Stopping to ask why you’re doing what you’re doing rarely happens. Let alone consider why someone else is doing what they do. Every action — including our own has a reason, our job is to work out what that reason is.

It is a powerful motivator to being a detective.

Living with Uncertainty

The Oxford dictionary explains luck like this: “Success or failure brought by chance rather than through one's actions.”

Chance is the possibility of something happening which brings us uncertainty. Of course, uncertainty is the state of feeling uncertain, which whether we like it or not, is life. Our lives are full of uncertainty.

The book begins and ends with personal stories from Maria’s life.

Personal uncertainty

Amongst other chance events is the passing of Maria’s grandmother.

A few months later, my vivacious, healthy, living‑on‑her-own grandmother slipped in the night. The edge of a metal bed frame. Hard linoleum floor. No extra pair of ears to hear anything amiss. The neighbours found her in the morning, alerted by a light that shouldn’t have been turned on. Two days later, she was dead.

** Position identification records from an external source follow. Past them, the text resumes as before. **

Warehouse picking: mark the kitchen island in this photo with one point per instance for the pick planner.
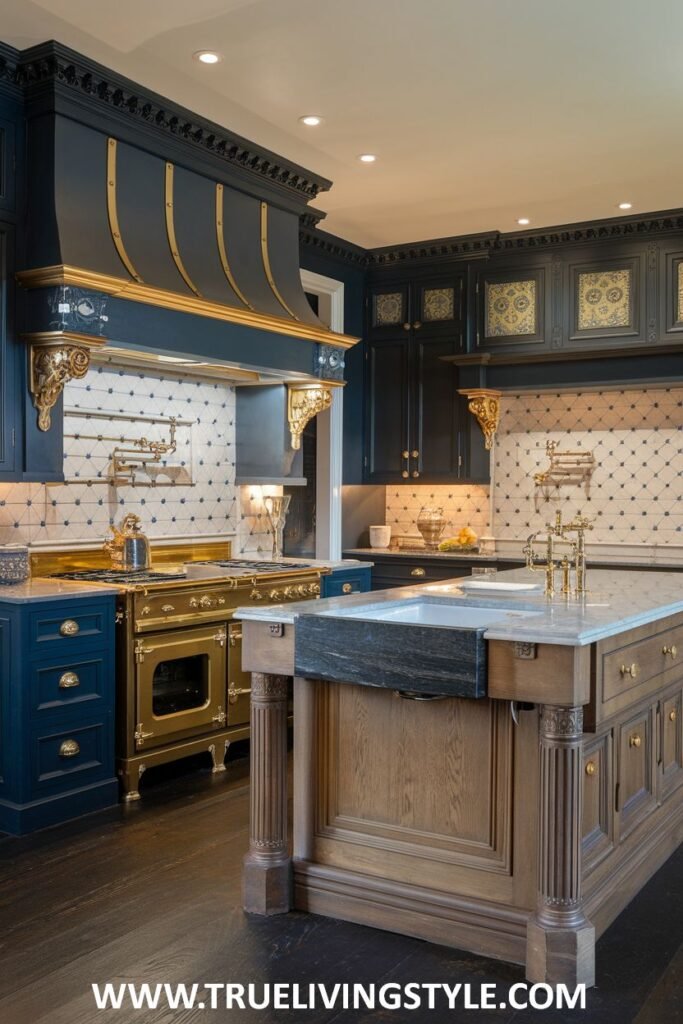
(499, 772)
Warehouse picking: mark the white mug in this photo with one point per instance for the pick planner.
(380, 537)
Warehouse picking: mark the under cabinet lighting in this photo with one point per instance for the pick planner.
(208, 56)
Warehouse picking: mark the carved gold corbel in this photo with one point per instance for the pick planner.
(484, 403)
(303, 402)
(54, 358)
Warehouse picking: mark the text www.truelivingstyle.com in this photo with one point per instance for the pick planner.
(288, 995)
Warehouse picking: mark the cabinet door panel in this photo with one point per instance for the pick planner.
(437, 414)
(388, 415)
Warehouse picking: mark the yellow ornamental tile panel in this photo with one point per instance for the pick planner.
(438, 304)
(510, 308)
(388, 308)
(604, 300)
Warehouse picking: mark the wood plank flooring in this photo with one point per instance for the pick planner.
(151, 892)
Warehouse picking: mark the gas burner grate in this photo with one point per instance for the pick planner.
(119, 576)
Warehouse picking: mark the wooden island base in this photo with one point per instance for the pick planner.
(445, 820)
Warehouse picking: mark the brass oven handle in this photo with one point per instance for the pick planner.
(630, 670)
(235, 692)
(69, 749)
(69, 679)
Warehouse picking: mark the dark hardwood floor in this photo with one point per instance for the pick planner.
(151, 893)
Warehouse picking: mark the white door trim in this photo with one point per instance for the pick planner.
(330, 427)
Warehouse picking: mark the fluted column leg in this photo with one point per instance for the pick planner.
(266, 878)
(560, 942)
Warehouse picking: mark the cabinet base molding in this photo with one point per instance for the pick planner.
(484, 928)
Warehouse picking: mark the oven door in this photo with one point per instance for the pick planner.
(180, 683)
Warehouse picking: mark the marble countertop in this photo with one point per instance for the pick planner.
(617, 600)
(43, 589)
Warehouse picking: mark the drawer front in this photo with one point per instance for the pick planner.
(71, 625)
(636, 779)
(598, 817)
(671, 742)
(63, 759)
(635, 670)
(72, 682)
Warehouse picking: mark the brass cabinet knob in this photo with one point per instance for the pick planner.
(69, 749)
(69, 679)
(630, 670)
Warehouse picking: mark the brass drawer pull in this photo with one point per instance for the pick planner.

Towards the end, Maria has a frightening medical episode:

My hearing goes first. Then my eyesight. I manage to grab the bathroom counter before I fall onto the hard tile of the floor and can formulate only one thought: stay conscious. I must be having a stroke, I think, or an aneurysm, or something else equally bad. And if I don’t get help, I may die or have permanent brain damage. Whatever happens, I cannot pass out. I try to yell and don’t know if any sound at all has emerged. I try not to vomit as a big wave of nausea comes over me, somehow still conscious of the danger of choking. And then, what feels like minutes later but is actually mere seconds, I sense someone entering the bathroom—I’ve made a sound, after all, it seems, and my husband has heard me. I grab in the direction I think he’ll be and say a single sentence. “Something very bad is happening.”

Both events demonstrate how uncertain life is.

Uncertainty equals life

The fact that we are even the person we are is one of extraordinary chance.

If we consider the number of sperm released during sex (200 million) at the time of our conception — remember each one is different, and it only takes one. The odds of one sperm successfully mixing with an egg is astonishingly high. We are the very definition of uncertainty.

And yet, we forget — or ignore — this obvious indicator of what is to come in our lives.

Science goes yet further.

The second law of thermodynamics is the explanation of entropy. Uncertainty, randomness and luck flow from every action we take. The law of nature regarding entropy is one none of us can escape — although we spend our lives trying to.

That’s life.

Preparing for uncertainty – the theme behind The Biggest Bluff

Reading The Biggest Bluff won’t prepare you for Poker, but it will prepare you for living with uncertainty.

Each of the four takeaways I’ve taken from the book is about Maria accepting uncertainty in her life (and poker). As she says, “You can’t prevent uncertainty; you can only prepare for it.” The tools of strategy, our language, and our ability to pay attention and work out what’s going on can help us live better with uncertainty.

These are the lessons to take from The Biggest Bluff.

The title of this piece is this: ‘The Biggest Bluff - 5 Key Takeaways for Better Decision Making.’ In reality, four are topics you need to focus on so you can be ready for the fifth take away — uncertainty. Being ready means evolving — and practising — your understanding of the following areas:

  • Strategy
  • Our language
  • Paying attention
  • Playing the detective

The Biggest Bluff is certainly an informative book to grasp the significance of these four points.

It also serves as a valuable reminder of how uncertain our lives can be. Poker is a game, and despite its uncertainty—it isn’t a mimic for life. Yes, it’s full of incomplete information—like life, but the rules of the game prevent black swans.

Sometimes the world can be very uncertain.